Neil the baby is now a well-upholstered schoolboy. Nessa is – as Nessa will forever be – unchanged. We find her putting the finishing touches to a Che Guevara tattoo on a young man’s back. She’s done him wearing shades because she can’t do eyes. As the young man is in deep sexual thrall to her, as well as presumably host to the normal human instinct for self-preservation, he does not complain about this or about her charging him 50% more than the standard rate.
Smithy is still a reliable presence in her and Neil’s life, but his and Ness’s casual hookups ceased when he took up with a new girlfriend, Sonia, nearly a year ago. “I’ve had the odd scrag end tossed my way on the island,” she tells Stacey, with the weary contempt of a goddess stuck too long among mortals. “But that doesn’t even touch the sides.” Smithy is on the verge of asking Sonia to marry him. No one has met her yet. Gavin worries.
It is the Welsh contingent’s turn to host the family festivities this year. For Gavin’s mother Pam, this is akin to being asked to spend the night in a stable, so she is busy trying to pack the contents of her immaculate Essex home into two small bags, insect spray, mattress topper, towels, Bear Grylls survival kit and all. They have only to deal with Dawn and Peter’s latest marital meltdown – she has found a spliff in his glovebox and assumed a secret heroin addiction. But because Dawn is played by Julia Davis, the whole scene is invested with such unspoken horrors and suffused with such thick dread before the truth is revealed, it is a wonder we don’t all choke on our own primal fears before it’s done. The woman is a witch.
In Barry, Bryn is preparing the meal “for over 13 people!” and putting final touches to his schedule, checking Gwen’s oven dimensions and tracking down the plate-warmer Glenda claims she never borrowed. It’s all go, but we must maintain our faith in Bryn otherwise we have nothing on this earth.
There are the traditional array of minor misadventures: Pam forgets to bring the Christmas puddings with her and the replacements from Morrisons are left in the pub, the kids scupper Stacey and Gavin’s attempt to bone, and Bryn incurs an unfair debt of £5 to Dick Powell regarding some bread sauce.
Gavin and Stacey’s rut/lack of rutting problems are quickly solved by a trip down memory lane – or at least round the island – because their narrative is the main concern in name only. The beating heart of the show remains, as it was always destined to be when two actors write a show, the characters the creators play: Smithy and Ness.

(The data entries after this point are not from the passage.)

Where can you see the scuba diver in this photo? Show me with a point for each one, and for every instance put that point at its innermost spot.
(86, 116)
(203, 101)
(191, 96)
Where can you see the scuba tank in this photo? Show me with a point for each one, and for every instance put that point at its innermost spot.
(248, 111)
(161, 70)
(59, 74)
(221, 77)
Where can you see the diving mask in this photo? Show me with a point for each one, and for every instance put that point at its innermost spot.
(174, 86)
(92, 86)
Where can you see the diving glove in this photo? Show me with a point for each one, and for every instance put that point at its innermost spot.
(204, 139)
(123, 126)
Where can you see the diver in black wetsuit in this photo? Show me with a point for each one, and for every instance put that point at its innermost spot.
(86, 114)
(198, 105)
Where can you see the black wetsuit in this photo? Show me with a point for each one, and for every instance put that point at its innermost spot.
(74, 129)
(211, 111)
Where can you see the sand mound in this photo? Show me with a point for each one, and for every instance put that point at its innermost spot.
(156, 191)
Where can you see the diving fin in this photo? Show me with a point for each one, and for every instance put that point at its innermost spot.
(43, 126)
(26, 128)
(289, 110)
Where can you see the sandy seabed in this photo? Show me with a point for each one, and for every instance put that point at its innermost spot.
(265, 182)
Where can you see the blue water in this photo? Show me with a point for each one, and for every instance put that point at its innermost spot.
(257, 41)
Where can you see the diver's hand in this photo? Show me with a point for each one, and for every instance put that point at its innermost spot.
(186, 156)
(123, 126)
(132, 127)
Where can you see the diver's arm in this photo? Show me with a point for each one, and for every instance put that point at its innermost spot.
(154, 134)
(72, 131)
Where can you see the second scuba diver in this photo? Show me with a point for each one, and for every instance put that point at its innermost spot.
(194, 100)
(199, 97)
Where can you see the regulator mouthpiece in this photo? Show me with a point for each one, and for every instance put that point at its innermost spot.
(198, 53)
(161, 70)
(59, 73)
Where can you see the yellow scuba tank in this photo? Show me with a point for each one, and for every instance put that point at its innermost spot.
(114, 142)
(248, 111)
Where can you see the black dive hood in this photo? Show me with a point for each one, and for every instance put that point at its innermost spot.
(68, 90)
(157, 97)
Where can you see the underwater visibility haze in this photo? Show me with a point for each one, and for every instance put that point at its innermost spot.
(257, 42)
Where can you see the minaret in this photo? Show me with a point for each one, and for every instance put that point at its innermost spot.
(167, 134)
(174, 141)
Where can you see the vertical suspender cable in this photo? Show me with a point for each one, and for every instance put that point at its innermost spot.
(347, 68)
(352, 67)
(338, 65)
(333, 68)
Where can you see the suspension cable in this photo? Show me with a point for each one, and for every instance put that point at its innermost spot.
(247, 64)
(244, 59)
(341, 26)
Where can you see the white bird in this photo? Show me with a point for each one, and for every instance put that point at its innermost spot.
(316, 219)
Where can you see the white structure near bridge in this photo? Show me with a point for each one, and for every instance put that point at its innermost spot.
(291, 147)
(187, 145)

After getting drunk in the pub on Christmas Eve, the pair wake up in bed together the next morning. Sonia is due to arrive shortly. Smithy is stricken. Ness tells him nothing happened. Smithy, relieved, sallies forth. Sonia arrives and is awful. Smithy is unrecognisable around her. Ness tells Stacey that they did in fact sleep together. They’re just one of those couples. “We’re like Hall and Oates. Morecambe and Wise. Mel and Sue.”

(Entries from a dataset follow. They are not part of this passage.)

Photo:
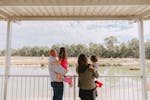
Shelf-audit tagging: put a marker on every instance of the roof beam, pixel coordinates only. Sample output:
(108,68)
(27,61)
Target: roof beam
(3,14)
(58,18)
(71,2)
(145,14)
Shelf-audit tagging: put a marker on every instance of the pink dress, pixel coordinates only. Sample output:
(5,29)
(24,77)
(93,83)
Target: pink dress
(64,64)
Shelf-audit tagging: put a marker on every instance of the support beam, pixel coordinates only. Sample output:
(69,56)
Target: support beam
(142,58)
(71,2)
(8,60)
(3,14)
(145,14)
(57,18)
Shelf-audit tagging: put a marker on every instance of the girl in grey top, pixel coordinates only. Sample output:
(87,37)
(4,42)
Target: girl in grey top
(86,83)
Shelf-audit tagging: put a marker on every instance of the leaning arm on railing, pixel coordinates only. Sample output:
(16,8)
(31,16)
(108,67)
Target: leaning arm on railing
(59,69)
(95,72)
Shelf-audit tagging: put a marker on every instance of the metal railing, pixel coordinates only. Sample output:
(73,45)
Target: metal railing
(37,87)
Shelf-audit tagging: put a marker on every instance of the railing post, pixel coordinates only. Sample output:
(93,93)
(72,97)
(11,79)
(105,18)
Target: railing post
(142,58)
(74,94)
(8,55)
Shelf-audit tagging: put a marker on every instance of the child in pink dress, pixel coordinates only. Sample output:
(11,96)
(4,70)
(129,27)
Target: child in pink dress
(64,63)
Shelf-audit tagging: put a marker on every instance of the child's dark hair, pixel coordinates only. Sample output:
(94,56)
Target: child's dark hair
(93,58)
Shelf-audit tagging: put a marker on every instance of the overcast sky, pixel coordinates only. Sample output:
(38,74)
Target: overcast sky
(47,33)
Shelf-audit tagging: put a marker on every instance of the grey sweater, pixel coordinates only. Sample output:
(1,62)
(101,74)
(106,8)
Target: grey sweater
(86,79)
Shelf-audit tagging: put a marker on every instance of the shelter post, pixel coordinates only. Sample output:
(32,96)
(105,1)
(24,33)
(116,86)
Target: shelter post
(8,59)
(142,58)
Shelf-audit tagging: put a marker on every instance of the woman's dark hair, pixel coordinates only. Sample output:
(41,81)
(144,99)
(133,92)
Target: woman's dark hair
(62,53)
(82,63)
(93,58)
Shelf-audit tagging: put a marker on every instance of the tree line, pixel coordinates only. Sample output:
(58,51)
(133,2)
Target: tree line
(111,48)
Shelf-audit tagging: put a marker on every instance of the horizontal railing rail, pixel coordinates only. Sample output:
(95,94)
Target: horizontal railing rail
(37,87)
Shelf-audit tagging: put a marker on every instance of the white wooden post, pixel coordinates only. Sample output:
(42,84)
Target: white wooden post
(8,55)
(142,58)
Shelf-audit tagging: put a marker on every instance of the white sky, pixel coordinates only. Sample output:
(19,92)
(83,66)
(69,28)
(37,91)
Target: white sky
(47,33)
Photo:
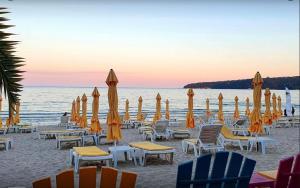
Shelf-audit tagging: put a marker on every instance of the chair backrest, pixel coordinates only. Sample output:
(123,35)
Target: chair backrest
(65,179)
(209,134)
(283,173)
(42,183)
(128,180)
(237,175)
(87,177)
(108,177)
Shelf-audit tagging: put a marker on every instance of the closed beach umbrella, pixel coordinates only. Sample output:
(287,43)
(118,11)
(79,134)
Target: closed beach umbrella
(95,124)
(255,116)
(208,113)
(247,111)
(17,116)
(267,115)
(127,115)
(139,116)
(274,103)
(83,119)
(157,115)
(167,110)
(113,118)
(190,121)
(220,112)
(279,107)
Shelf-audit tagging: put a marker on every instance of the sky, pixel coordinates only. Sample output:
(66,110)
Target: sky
(154,43)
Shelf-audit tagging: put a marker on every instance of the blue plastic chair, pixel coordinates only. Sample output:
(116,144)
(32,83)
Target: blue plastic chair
(227,171)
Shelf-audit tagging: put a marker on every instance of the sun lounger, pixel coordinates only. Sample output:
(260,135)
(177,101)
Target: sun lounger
(91,153)
(149,148)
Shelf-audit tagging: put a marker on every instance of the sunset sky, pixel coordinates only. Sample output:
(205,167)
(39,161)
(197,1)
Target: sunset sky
(154,44)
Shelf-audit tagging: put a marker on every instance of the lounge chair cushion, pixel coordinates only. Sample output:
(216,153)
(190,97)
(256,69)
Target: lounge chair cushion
(149,146)
(90,151)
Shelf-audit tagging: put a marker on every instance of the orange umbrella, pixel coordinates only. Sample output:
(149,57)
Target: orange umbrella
(83,119)
(113,118)
(255,116)
(157,115)
(167,110)
(190,121)
(127,115)
(236,114)
(247,112)
(208,113)
(275,112)
(140,116)
(220,112)
(279,107)
(267,115)
(95,124)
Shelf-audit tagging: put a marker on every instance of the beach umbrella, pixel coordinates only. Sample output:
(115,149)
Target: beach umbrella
(83,119)
(190,121)
(220,112)
(113,118)
(140,116)
(236,114)
(157,115)
(274,103)
(255,116)
(267,117)
(17,116)
(208,113)
(279,107)
(167,116)
(247,111)
(127,115)
(95,124)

Sonia is baffled and uncomfortable around the gang and opts to head to her parents’ house earlier than planned. Smithy opts to stay. Ness comes out to talk to him as Sonia drives off. I won’t spoil what happens next except to say that it’s a crackin’ ending. Tidy, you might say. Depending on Smithy’s response, I’m not going to lie, potentially very tidy indeed.